# Finally a deal... 1TB SSDs for $189



## cadenzajon (Dec 12, 2016)

For anyone else looking for good SSD prices since Black Friday...
https://www.smithbuy.com/micron-1tb-2-5-sata-solid-state-drive-mtfddak1t0mbf-1an1zabyy.html

They accept Paypal and Amazon as checkout, so your purchase is protected regardless of the fact that this is less of a mainstream merchant than the big box stores.

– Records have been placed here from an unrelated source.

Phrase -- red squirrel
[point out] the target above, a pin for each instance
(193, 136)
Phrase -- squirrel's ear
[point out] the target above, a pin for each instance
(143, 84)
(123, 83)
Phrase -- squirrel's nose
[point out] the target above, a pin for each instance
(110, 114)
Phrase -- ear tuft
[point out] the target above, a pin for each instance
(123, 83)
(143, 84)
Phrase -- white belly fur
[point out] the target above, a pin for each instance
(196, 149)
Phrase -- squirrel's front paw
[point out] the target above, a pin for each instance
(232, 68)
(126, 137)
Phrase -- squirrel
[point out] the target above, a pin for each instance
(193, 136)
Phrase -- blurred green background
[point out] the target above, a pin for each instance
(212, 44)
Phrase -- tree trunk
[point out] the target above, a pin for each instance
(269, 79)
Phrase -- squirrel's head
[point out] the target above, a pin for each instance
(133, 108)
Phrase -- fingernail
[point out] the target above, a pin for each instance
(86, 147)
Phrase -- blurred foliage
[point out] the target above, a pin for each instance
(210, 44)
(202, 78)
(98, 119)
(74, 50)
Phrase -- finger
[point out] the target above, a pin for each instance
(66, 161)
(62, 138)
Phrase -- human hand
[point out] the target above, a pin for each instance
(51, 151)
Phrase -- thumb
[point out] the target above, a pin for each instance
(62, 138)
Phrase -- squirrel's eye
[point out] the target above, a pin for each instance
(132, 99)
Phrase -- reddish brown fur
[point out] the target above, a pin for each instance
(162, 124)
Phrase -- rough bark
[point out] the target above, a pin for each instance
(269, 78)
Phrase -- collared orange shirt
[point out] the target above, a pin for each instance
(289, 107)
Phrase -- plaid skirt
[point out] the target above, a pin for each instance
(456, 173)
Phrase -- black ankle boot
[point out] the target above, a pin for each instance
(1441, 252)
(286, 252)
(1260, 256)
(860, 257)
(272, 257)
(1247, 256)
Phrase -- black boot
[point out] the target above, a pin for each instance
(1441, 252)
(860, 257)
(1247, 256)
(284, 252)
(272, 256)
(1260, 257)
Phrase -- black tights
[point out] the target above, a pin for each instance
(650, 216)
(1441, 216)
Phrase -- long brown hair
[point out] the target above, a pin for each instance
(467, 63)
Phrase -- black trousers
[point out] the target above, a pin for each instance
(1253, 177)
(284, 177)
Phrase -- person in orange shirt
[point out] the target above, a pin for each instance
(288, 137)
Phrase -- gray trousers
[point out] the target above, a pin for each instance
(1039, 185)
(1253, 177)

Here's a full review on the Micron brand and drive:
http://www.anandtech.com/show/8528/micron-m600-128gb-256gb-1tb-ssd-review-nda-placeholder


----------



## synthpunk (Dec 12, 2016)

I believe Micron is made by crucial or vice a versa so it should be I say should be a safe bet I'm going to order one now


----------



## Matt Riley (Dec 12, 2016)

Are these good for streaming samples?


----------



## cadenzajon (Dec 12, 2016)

Yes.


----------



## NameOfBand (Dec 12, 2016)

Hmm, why the wierd picture? Are these any good? Is it a safe site to buy from?


----------



## cadenzajon (Dec 12, 2016)

No red flags so far... and the drives appear to have a fine reputation.


----------



## synthpunk (Dec 14, 2016)

Mine came today, a day early I just formatted it and it's working great no complications

Nice to have CSS, Tundra, and some other things on their own SSD now


----------



## jonnybutter (Dec 14, 2016)

Out of stock


----------



## kitekrazy (Dec 14, 2016)

jonnybutter said:


> *Out of stock *



My least favorite flavor of SSDs.


----------